Who Watches The Watchmen?

If the first statement is true, it implies both statements are false; in particular, the first statement is false. This is a contradiction. So the first statement is false, so not both statements are false. This means at least one of the statements is true. Since the first statement is false; this gives the only other option of the second statement being true; that is, Superman exists.

A variant of this is Curry's paradox : statements in the form "If this sentence is true, then P" always implies P is true. (To compare with this problem, this problem has the form "(1) Both statements are false, (2) P", which also implies P is true.)

Well, the box as a whole could be false. Just because the box says something, doesn't make it true!

Ok, my solution is to start by saying both statements are false (guess and check). But if they are both false, then 1 would be true. If 1 is true, then 1 can't be false.

So now try making both true. But if both are true, 1 must be false. But this works because 1 is false (because they are not both false) because 2 is true. So then apparently superman is real. Though we really know he isn't because who trusts some random box!

This is something we call a "paradox". I'm surprised there were only two options, out of which neither is correct.

Everyone is giving solutions based on whether the statements are true or false, but the question only asks if they are logical. The first statement is logical as it says both sentences in the box are false. However only one sentence in the box is false, the first one. This would make the first statement false (meaning both the statements in the box aren't false) allowing the second to be true.

A box is a 3 dimensional object...therefore the first statement doesn't count.

The first point says "Both sentences in this box are false." Assuming that sentence is telling the truth, that would then make the sentence false, so we know that this statement is false. So, the truth in this statement becomes "Not both sentences are false," or "At least one sentence is true." Since we know the first sentence is false, that means that the second sentence, "Superman exists," must be true. So, Superman exists.

The first statement can't be true because it says both statements are false, implying that it is false.Since it is false, the other can't be false also because that would make the first statement true. So the second statement is true and Superman exists.

A slight variation: If (1) is true then it must also be false, which is a logical non sequitur. If (1) is false then at least one of the statements in the box must be true, and since (1) is false, statement (2) must be true.
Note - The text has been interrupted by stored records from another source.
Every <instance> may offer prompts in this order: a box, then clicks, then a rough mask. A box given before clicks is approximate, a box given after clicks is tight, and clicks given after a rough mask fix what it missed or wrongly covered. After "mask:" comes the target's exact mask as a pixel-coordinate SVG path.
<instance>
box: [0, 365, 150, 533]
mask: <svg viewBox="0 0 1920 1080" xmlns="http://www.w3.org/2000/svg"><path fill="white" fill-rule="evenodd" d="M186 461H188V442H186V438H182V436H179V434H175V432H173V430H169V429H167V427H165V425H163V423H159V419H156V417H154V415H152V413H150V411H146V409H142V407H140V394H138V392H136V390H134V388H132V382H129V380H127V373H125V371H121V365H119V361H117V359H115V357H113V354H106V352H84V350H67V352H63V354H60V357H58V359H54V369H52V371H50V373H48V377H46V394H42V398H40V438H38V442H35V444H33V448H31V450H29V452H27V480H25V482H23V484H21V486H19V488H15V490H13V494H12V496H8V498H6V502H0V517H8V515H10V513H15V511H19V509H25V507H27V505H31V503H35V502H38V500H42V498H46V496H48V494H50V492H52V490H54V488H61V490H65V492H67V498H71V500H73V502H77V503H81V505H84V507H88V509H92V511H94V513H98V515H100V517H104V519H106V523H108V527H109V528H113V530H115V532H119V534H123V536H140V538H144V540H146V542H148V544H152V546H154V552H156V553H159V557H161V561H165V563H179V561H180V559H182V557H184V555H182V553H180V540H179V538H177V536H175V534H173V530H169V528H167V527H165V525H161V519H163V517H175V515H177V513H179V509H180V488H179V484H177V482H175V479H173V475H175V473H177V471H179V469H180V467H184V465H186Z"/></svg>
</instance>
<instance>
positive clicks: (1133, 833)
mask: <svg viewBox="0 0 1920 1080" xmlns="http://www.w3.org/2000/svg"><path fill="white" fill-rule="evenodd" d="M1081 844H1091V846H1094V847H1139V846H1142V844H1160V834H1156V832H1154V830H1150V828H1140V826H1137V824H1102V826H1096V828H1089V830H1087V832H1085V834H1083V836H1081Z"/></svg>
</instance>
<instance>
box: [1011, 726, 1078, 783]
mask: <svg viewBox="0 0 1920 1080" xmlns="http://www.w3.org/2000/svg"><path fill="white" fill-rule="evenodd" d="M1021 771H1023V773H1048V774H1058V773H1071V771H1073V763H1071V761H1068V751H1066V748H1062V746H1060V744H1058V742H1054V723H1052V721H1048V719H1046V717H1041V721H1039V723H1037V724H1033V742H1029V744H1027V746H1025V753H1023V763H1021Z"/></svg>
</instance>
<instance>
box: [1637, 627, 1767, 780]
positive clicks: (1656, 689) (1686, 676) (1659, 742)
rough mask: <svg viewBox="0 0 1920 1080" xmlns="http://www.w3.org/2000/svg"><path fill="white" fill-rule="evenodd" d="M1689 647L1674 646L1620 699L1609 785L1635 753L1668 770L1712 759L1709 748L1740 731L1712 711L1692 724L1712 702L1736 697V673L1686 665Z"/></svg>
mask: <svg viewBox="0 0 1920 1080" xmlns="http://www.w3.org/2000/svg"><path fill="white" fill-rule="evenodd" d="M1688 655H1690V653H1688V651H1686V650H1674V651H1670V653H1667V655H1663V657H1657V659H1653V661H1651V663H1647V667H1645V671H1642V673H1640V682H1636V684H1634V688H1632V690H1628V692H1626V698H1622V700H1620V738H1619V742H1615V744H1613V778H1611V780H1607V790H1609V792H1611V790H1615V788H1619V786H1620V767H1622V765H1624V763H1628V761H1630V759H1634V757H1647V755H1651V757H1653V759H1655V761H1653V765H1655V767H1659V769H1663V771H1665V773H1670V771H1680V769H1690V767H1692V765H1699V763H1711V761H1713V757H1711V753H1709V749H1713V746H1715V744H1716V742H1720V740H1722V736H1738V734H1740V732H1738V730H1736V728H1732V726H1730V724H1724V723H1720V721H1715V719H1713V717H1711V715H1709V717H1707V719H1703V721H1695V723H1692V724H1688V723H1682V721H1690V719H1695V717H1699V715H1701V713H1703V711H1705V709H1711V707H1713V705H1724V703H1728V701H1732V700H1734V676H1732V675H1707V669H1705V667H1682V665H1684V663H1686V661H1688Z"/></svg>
This is somewhat a paradox, but simple to understand. If the first statement is false, which cancels itself out, means the second sentence is still valid.

Example: this is not, not superman. A double negative cancels the first negative, that's how I see the problem anyway.

I made the correct guess of what the asker might have in mind, but this question is really badly formed. What does "if these statements are perfectly logical" mean?

To those who have answered "correctly", is your answer based on statement (1) being false? Mine is, and that's the problem. Is being false considered perfectly logical?

A better way to phrase this question is probably to ask "In a valid valuation, what is the truth value of statement (2)?"

Or more simply, "To make $p \leftrightarrow (\lnot p \land \lnot q)$ true, what truth value should be assigned to $q$ ?"

The sentences cannot have the same logical value, as the first one is stating FALSE both of them, so we know that they have opposite logical values.

Evaluating the first sentence, we have that, if true, both are false, which causes a paradox. For it to be perfectly logical, the first sentence needs to be false, automatically setting the second one to true.

the question says that both the statements in the box are false hence the first statement is itself a false one...... this leads to the conclusion that statement number two is correct

One way you could think about this is that "perfectly logical" doesn't mean true. It could just mean it's a well formed logical expression. The other way is that if the inverse of (1) is that at least one of the sentences are true. Both of the sentences being true results in a paradox, but one of them being true results in an infinite looping "paradox" where Superman always exists.

Superman is real, because if argument 1 is false (both argument 1 and 2 are false) , then for it to be false, only one argument needs to be true. So, if superman does exist, it qualifies as the first argument being wrong.

if the first statement is true, then there is a paradox within the statement ( as it can not be true and false at the same time). That means the first statement is false, and for that to occur, at least one statement must be true, ergo (2) is true

I don't know if this is a valid solution but I thought it like this:

(1) => ¬(¬(2)) ≡ (2)

Because first (1) negates (2) but then it negates itself so it should end up double negating (2)...

Don't try to get confused. There is a hint itself in Statement 1 :- Both statements in this box are false. That means Statement 1 is itself false and so Statement 2 is true.

Well if I were any of u I would first see that is statement 1 is false this means that the possiblity of existaance superman increases also the sentences are completely logical hence the more appropriate option is yes superman exists

This was my logic, which probably isn't logically sound but it got me the correct answer. Nothing says only the first statement can be false, and upon assuming that, in order to keep it false then both statements cannot be false. Therefore the second statement must be true.

The "if" portion of the statement is not true, there for the "then" portion is automatically true. Make a truth table with p, q, p->q. In both cases where p is false, p->q is true.